If you've made it this far, you probably understand the story. Databricks is focusing on simplification (serverless, auto BI2, improved PySpark) while evolving into a data warehouse. With the open-sourcing of Unity Catalog and the adoption of Iceberg, Databricks is equipping users with the toolbox to build their own data warehouses.

Apache Iceberg and the catalogs

We finally get down to Iceberg. What's Iceberg? Why catalogs are so important? How do they differ to data catalog we are used to?

So Iceberg has been started at Netflix by Ryan Blue and Dan Weeks around 2017. Both co-founded later Tabular (which got acquired by Databricks). Iceberg has been designed to fix the flaws of Hive around table management, especially about ACID transactions. The project became a top-level Apache project in Nov 2018.

Currently Apache Iceberg competes with Delta Lake and Apache Hudi and became the leading format in the community when looking at all metrics. Newcomers are also arriving late to the party like nimble or DuckDB table format which could be a thing in the future.

What is Iceberg?

The community decided these last year and Parquet became the go-to file format when it comes to storing data. Parquet has many advantages like being columnar, the compression, can pushdown predicates, own the schema at file level and more. But there are a few issues with Parquet. Parquet is a storage format, except for a few metadata and the schema Parquet has lack of information about the table.

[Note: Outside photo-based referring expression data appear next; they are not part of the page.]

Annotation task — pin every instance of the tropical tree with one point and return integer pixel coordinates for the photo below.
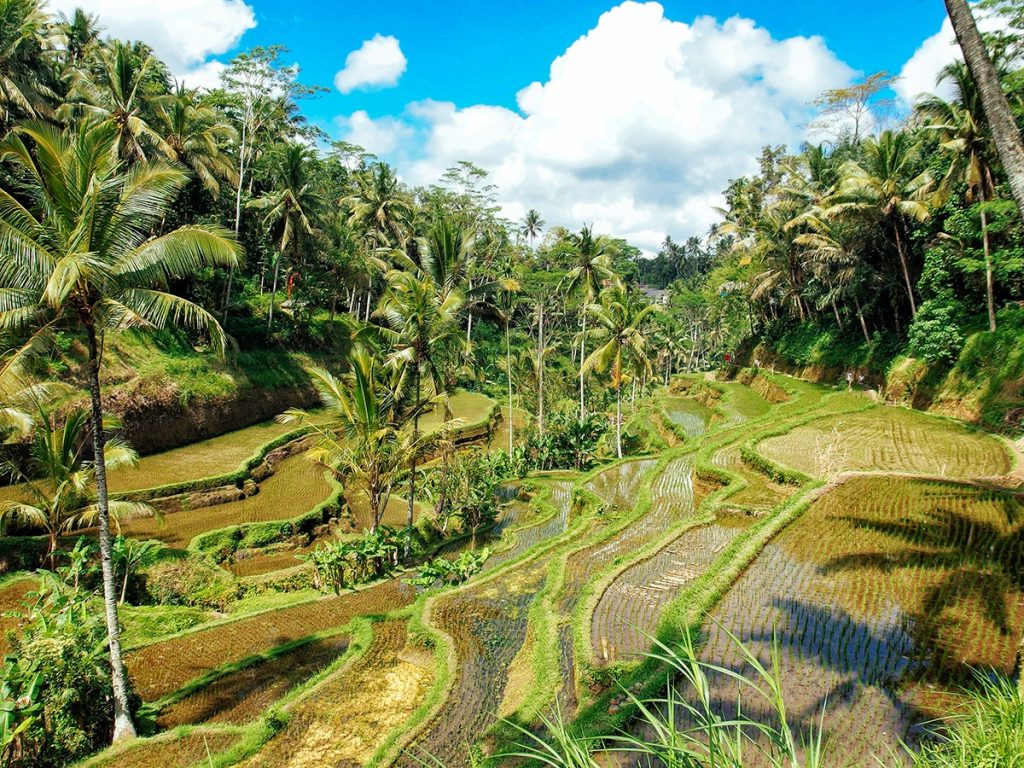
(621, 331)
(360, 441)
(196, 135)
(593, 268)
(885, 187)
(292, 207)
(532, 225)
(422, 325)
(120, 97)
(993, 100)
(57, 494)
(79, 253)
(968, 144)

A table format creates an abstraction layer between you and the storage format, allowing you to interact with files in storage as if they were tables. This enables easier data management and query operations, making it possible to perform SQL-like operations and transactions directly on data files.

Iceberg is composed of 2 layers but has sublayers, like a onion:

Iceberg snapshot structure
Official Iceberg schema (credits)

That's what it is, if you have to understand something, Iceberg creates table on-top of raw Parquet files.

So once you have Iceberg you're capable to create multiple tables, but you need a place to store all the metadata about your tables. Because Iceberg each table atomically but obviously you need more than one table. That's why you need a catalog. This catalog is like the Hive Metastore. I've read somewhere that we should call it a super metastore rather than a catalog which is already used to describe another product in the data community.

Still that's why we need a place to keep a track all our Iceberg tables. That's what is Unity Catalog, AWS Glue Data Catalog, Polaris, Iceberg Rest Catalog and Tabular (RIP). Actually all of these catalog are implementing the Iceberg REST Open API specification.

💡
Read Julien's post about Apache Iceberg if you want to go deeper.

Conclusion

Databricks and Snowflake embracing Iceberg by open-sourcing a compatible catalog and opening their engines to Iceberg show how far ahead is Iceberg. I don't think Databricks or Snowflake really won the competition.

On Snowflake's side, they mitigated the impact by open-sourcing Polaris and embracing the Iceberg format. However, most Snowflake end-users won't be concerned with these changes ; they simply want to write SQL queries on their data. These format details are more relevant to data engineers. Snowflake finds itself between Databricks' innovation and BigQuery's simplicity3 (ingest data, query). To grow, Snowflake needs to expand in both directions.

With this move Databricks will finally provide a data warehouse to their customers, it will be a data warehouse in kit, but a data warehouse. Because this is what it is, the Iceberg + catalog combo just create a data warehouse. It mimics what a database is already doing for ages, but more in the open with you pulling all the levers rather than something hidden in a black box written in database compiled language like C.

Wait, Iceberg is written in Java, and honestly, PyIceberg is lagging significantly behind the Java version... Here we go again.


1 — I don't like the classic term to qualify AWS, Google and Microsoft but actually that's what they are right now. Leaders and commodities.

2 — I just made this term, looks like it does not exist for data really but I like it a lot.

3 — Actually recently BigQuery added a lot of features to extend the compute and with more way to interact with data (notebooks, canvas, etc.)